Nace en MontalvoItalia, el 4 de diciembre del año 1596 con el nombre de Theodora, hija del pintor Guglielmo Caccia, conocido también como “II Moncalvo”. Al ingresar en el convento de las Orsolinas de Bianzé, un municipio del norte de Piamonte, Italia, cambió su nombre por Orsola Maddalena. En 1625

se trasladó a un convento dedicado a Santa Orsola que su padre fundó en Montalvo, donde se convirtió en abadesa. Tenía dos hermanos y cinco hermanas, cuatro de las cuales también tomaron los votos religiosos.
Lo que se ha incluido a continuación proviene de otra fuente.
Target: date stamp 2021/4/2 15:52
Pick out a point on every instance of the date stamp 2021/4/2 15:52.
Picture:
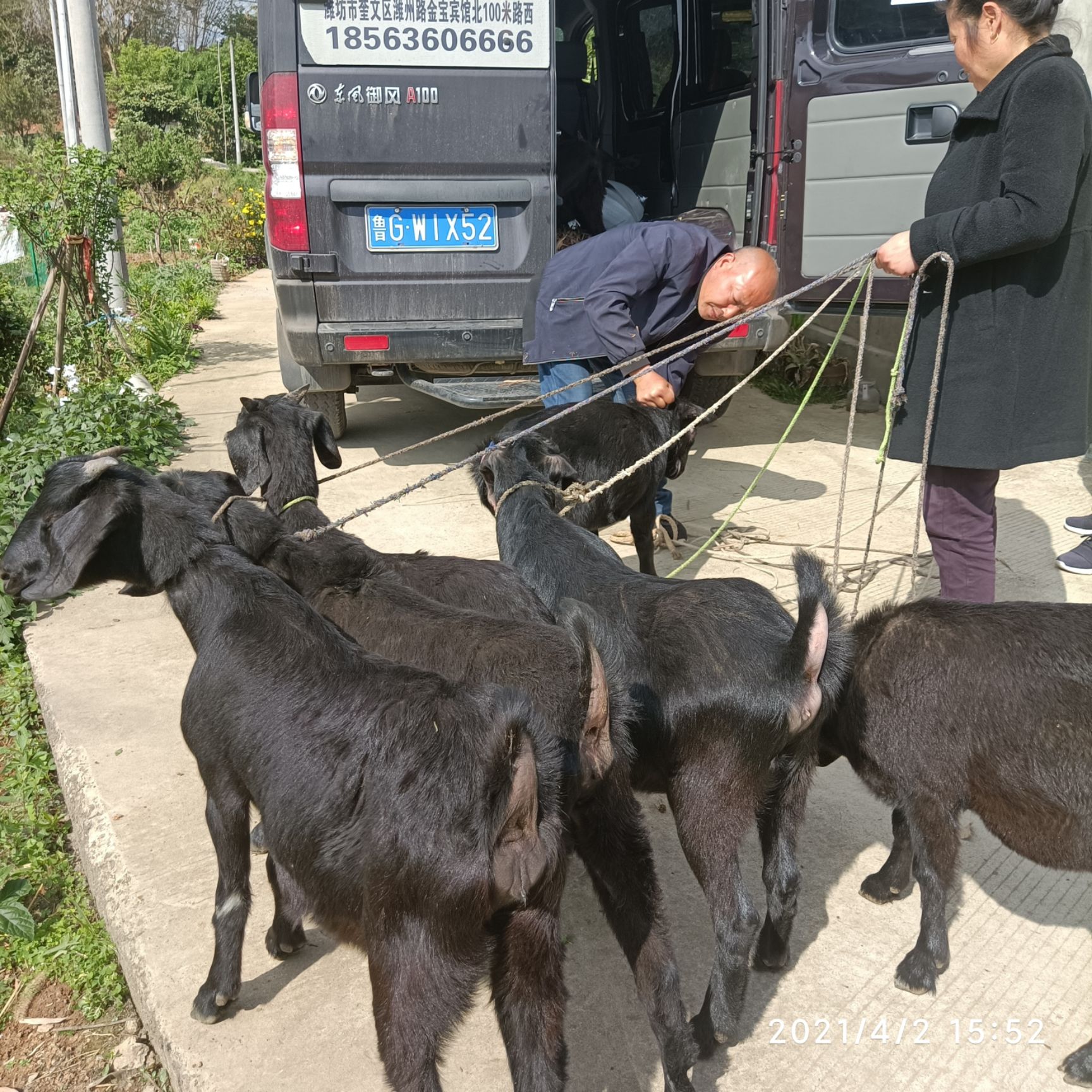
(919, 1032)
 Orsola se dedicó especialmente a la pintura de naturalezas muertas, además de realizar imágenes devotas y retablos. Su estilo en los bodegones es similar al de la pintura arcaica flamenca o nórdica, especialmente de  Ludger  Tom Ring el Viejo y Georg Hoefnagel, presentando una estructura compositiva simple y equilibrada, con cada elemento ubicado cuidadosamente, con énfasis en la verticalidad, especialmente en las obras con motivos florales. Suele incluir en sus bodegones trozos de frutas y un animal, generalmente un pájaro o un insecto. También en las imágenes religiosas incluye naturalezas muertas. Se dedicaba además a la elaboración de otros objetos de devoción y obras de pequeño formato de un estilo de

 gran delicadeza heredado de su padre. Estas obras se encuentran en colecciones particulares, en palacios, museos e iglesias de Piamonte y se reconocen por la firma que distingue a la pintora, constituida por una flor o un ramo. La hermana Orsola comenzó su carrera trabajando como asistente de su padre. 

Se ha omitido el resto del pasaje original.